A PET study of pointing with visual feedback of moving hands.
Kentaro Inoue, Ryuta Kawashima, Kazunori Satoh, Shigeo Kinomura, Ryoi Goto,
Masamichi Koyama, Motoaki Sugiura, Masatoshi Ito and Hiroshi Fukuda.
Department of Nuclear Medicine and Radiology, Institute of Development,
Aging and Cancer, Tohoku University, Cyclotron and Radioisotope Center, Tohoku
University.
APStracts 4:239N, 1997.
ABSTRACT
This study was conducted to determine where in the human brain visual feedback
of hand movements is processed to allow accurate pointing. Regional cerebral
blood flow (rCBF) was measured with positron emission tomography (PET) and
H215O in nine normal volunteers while performing one control and two reaching
tasks. In all tasks, visual stimuli were presented on a head mounted display
(HMD). A target board was placed in front of the subjects bearing six red
light emitting diodes (LEDs) aligned on a circle with a green LED at its
center. The center green LED and one of the six red LEDs, randomly selected,
were repeatedly switched on and off, alternatively. In the control task,
subjects were instructed to gaze at the lit LED. In the two reaching tasks,
the reaching with visual feedback (RwithF) task and the reaching without
visual feedback (RwithoutF) task, they had to point to the lit red LED with
their right index fingers. In the RwithF task, their right hands were visible
on the HMD before touching the target, whereas in the RwithoutF task, they
were not visible. For each subject, subtraction images of each reaching task
minus the control and the RwithF task minus the RwithoutF task were calculated
after transformation of PET images into the standard brain shape with an
adjustable computerized brain atlas. These subtraction rCBF images were then
averaged among the subjects and significant changes of rCBF were identified.
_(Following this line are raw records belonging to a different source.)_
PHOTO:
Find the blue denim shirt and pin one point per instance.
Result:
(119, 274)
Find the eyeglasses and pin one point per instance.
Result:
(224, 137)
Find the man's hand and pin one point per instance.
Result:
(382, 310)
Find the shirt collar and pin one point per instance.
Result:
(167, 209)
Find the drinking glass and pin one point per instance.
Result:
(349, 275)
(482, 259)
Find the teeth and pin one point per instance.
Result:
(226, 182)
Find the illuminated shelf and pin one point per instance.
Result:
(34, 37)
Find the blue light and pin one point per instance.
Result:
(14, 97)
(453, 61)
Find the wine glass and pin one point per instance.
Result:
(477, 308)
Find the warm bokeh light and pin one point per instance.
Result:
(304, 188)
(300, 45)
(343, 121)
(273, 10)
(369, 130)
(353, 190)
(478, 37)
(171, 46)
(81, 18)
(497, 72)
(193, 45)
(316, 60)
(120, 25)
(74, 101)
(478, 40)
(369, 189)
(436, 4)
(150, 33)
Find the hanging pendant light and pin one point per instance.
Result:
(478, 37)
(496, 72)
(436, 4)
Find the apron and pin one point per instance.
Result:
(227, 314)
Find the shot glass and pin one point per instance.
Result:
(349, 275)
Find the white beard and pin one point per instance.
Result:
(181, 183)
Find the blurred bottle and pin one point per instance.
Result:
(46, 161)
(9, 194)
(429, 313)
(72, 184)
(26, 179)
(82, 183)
Significant increases in rCBF not only in the RwithF task minus control image
but also in the RwithF task minus the RwithoutF task image were observed in
the supramarginal cortex, the premotor cortex and the posterior cingulate
cortex of the left hemisphere, the caudate nucleus and the thalamus of the
right hemisphere and the right cerebellum and vermis. These results indicate
that the supramarginal cortex, the premotor cortex and the posterior cingulate
cortex of the left hemisphere and the cerebellum are involved in integrating
visual feedback of hand movements and execution of accurate pointing.
Received 10 April 1997; accepted in final form 8 September 1997.
APS Manuscript Number J291-7.
Article publication pending J. Neurophysiol.